I remember how it poured along my flanks,
dribbling down like drool from the mouth of a demented dog,
reeking like the Furies fresh from Hades and laughing sadistic plumes of flame
as it traveled slowly, confidently,
burning troughs that would later bear water and flowers,
but always stand likes scars, monuments to my temper,
black and carbonized under the gentle spring-time sun
whose honeyed glow purges the bitterness of iron and dust from my tongue.
I still taste the magma, foul and thick,
as it stays stuck between my teeth, the taste fading everyday
My stomach growls and spits from my pores
those same hunks of pungent pumice and pallid steam
who once laid my corner of the world to nothing more than waste
and ash.

Bodies choked and filled and preserved in smoke,
people cloaked in scalding ash,
burned and bleeding and silent
with incensed dust blowing about their bones and roasting their brains,
their bodies warped and crooked as olive trees, painted with red and orange tongues.

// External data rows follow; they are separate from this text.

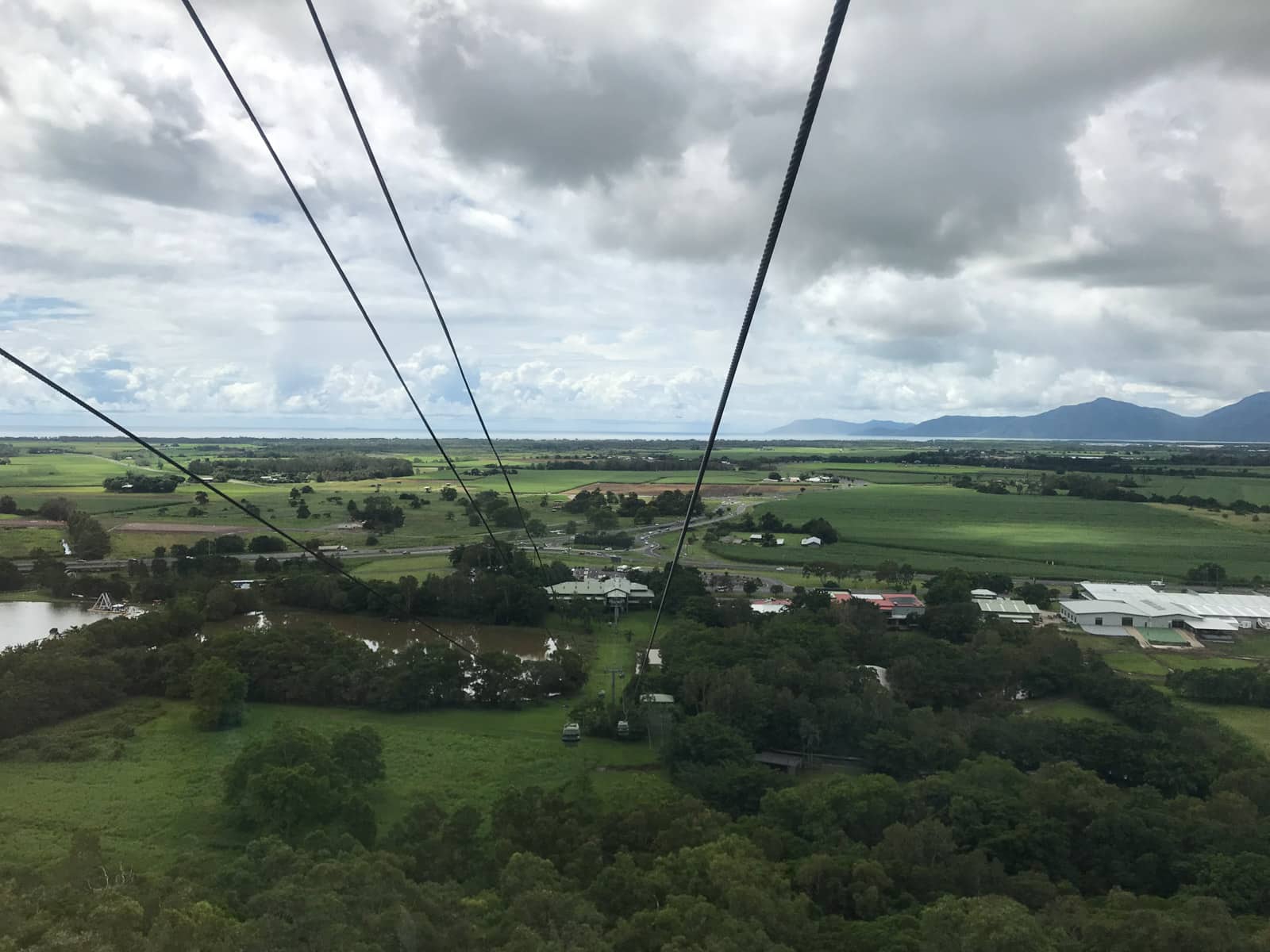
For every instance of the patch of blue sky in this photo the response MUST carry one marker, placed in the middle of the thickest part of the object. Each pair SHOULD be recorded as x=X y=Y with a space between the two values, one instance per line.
x=22 y=308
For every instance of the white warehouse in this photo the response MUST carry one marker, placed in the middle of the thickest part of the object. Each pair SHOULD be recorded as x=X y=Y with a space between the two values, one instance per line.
x=1110 y=609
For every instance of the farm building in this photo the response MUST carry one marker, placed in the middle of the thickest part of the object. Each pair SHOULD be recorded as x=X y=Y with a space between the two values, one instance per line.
x=770 y=606
x=899 y=607
x=611 y=592
x=1110 y=609
x=1009 y=609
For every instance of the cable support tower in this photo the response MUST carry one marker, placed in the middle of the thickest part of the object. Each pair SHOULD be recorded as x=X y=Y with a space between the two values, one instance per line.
x=418 y=268
x=804 y=131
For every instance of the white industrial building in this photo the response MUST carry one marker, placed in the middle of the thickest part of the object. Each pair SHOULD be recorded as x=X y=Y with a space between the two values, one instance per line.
x=1010 y=609
x=1212 y=616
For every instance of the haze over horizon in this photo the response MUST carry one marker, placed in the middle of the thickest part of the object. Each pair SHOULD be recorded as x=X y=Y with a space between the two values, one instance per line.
x=1003 y=209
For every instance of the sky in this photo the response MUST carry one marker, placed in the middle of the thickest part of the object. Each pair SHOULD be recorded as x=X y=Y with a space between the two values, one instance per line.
x=1003 y=207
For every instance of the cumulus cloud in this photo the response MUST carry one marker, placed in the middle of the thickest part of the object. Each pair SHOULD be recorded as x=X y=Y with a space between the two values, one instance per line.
x=1003 y=207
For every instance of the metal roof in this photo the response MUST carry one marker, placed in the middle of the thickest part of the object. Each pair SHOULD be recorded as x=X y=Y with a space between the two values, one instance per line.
x=1193 y=605
x=1090 y=606
x=1006 y=606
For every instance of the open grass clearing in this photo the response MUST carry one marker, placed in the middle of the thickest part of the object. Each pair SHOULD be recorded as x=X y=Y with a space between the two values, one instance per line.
x=1134 y=662
x=1064 y=708
x=162 y=799
x=937 y=527
x=1253 y=723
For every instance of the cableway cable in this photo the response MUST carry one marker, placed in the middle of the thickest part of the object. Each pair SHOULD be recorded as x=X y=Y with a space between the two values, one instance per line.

Still I cough as the last of their screams reverberate,
in dying intensity,
through my inner chambers
and are drowned in the stilling silence
accumulated over ages of piercing the clouds with a choleric mouth
that will never again open as wide or discharge as violently,
but remains threateningly aimed cannon-like at the sun himself
and the stars and the moon.
I dream along with the murmuring alien drone of cicada
as they whisk away spirits and bad dreams with their otherworldly chant.


The author's comments:
This is the second poem in a series of nine.